[tlhIngan Hol] Klingon Word of the Day: romuluSngan

Will Martin willmartin2 at mac.com
Sat Nov 13 20:02:53 PST 2021


I think the more global issue here is that we can’t rely too much on controlling the scope of meaning of specific words and phrases. Sometimes, we want a phrase to be very specific. Sometimes we want it to mean more than it usually means.

We accomplish that higher degree of broad scope or specificity with larger units of grammar. In school they tell us that a sentence is “a complete thought”. That’s not entirely true or clear, but leaning too hard on something less than a sentence can have disappointing results.

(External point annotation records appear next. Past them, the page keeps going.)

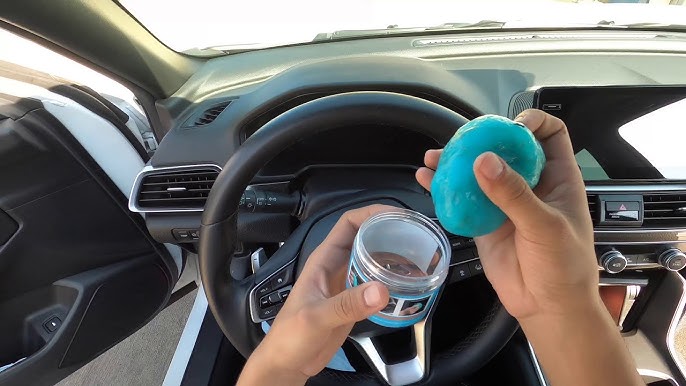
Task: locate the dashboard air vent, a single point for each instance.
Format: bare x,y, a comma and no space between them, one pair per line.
209,115
664,210
177,190
593,207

Context is really important.

Too often, I get frustrated with the desire to have a phrase with no context either mean a very specific thing (when it can mean multiple things in different contexts) or mean something broader than the most common meaning, again, with no context.

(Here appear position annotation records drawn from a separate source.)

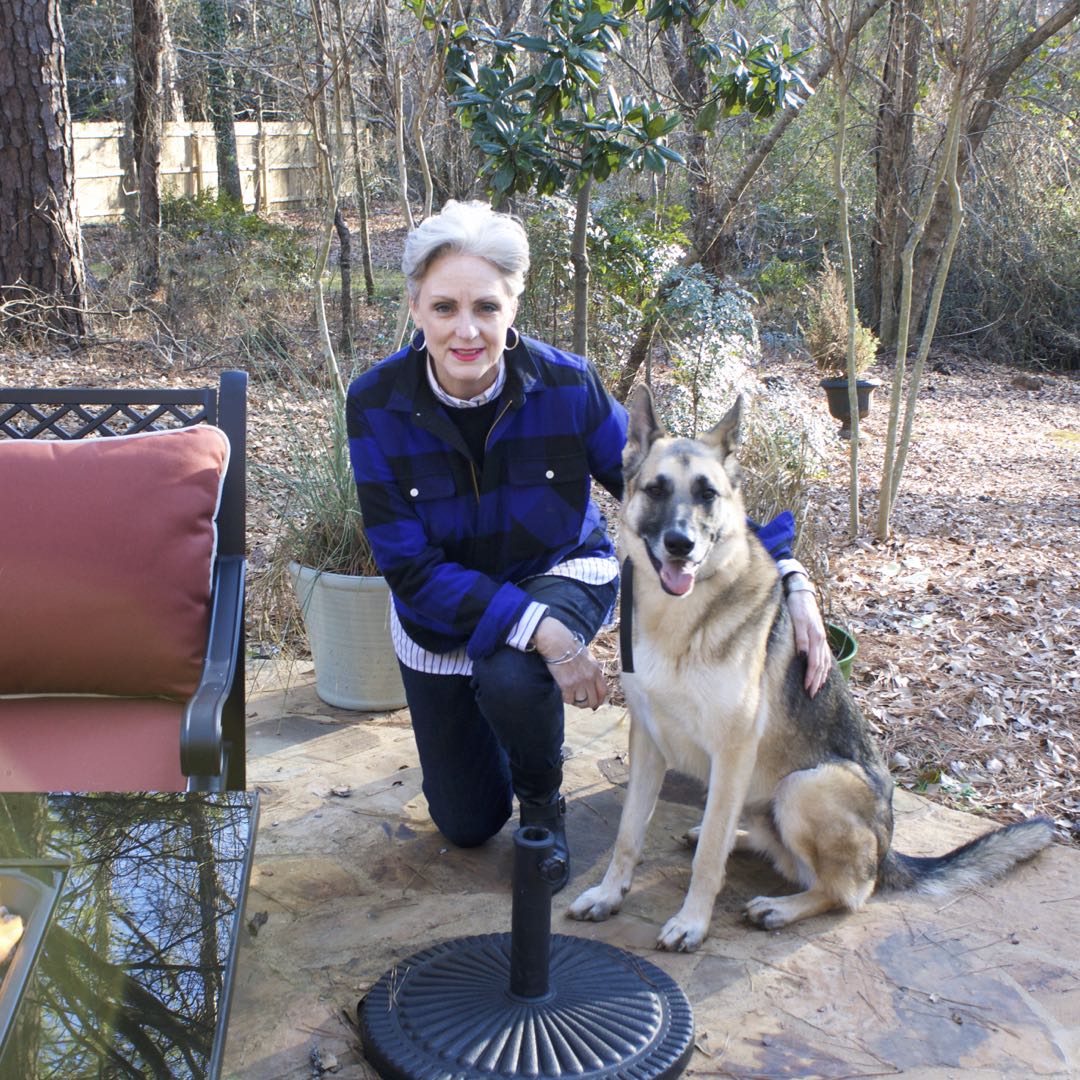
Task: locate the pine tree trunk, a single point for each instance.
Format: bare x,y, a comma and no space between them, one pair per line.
219,85
148,19
579,256
40,243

I think it works better if we write a phrase in a sentence or a sentence in a paragraph in order to craft the environment within which the phrase takes on greater confidence in expressing a particular meaning because of the foundation of the context.

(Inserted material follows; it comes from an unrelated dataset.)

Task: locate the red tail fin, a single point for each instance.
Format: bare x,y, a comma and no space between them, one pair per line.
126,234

> On Nov 12, 2021, at 4:41 PM, luis.chaparro at web.de wrote:
> 
> Voragh:
> 
>> Sounds fine to me, but keep in mind that phrases like {'eSpanya'ngan(pu') Huch} also mean "the Spaniard's (or Spaniards') money" -- ie. a specific one or group. As usual, context is everything.
> 
> Yes, I know, thank you for your help!
> 
> Me:
> 
>> since speaking about *origin* is something we can usually do referring to the place or to the people who live in this place (of course, there were Spaniards who didn't live in Spain and used other currencies, but in a normal conversation and given the correct context, such an identification shouldn't be problematic, and I hope that's so for Klingons too).
> 
> Just for the completeness of the idea: *Origin* can mean place, person or source from which something comes. Sometimes the persons from whom something comes or originates are the people living in a place (considered as a whole or society), so saying that something has its origin in the inhabitants of a place is more or less the same as saying that it has its origin in that place (like, I think, when we speak about currency or cuisine or art or history). However, I guess that if I want to speak in Klingon about the *Spanish vegetation*, i.e., if I want to indicate the origin of that vegetation, only naming the place from which it comes, *'eSpanya' tI* (*the vegetation of Spain*), would make sense. Saying something like *'eSpanya'ngan tI* (*the vegetation of the Spaniards*) would sound strange to me, since the inhabitants are not the origin or the creators of the country's vegetation (nor are they otherwise its possessors).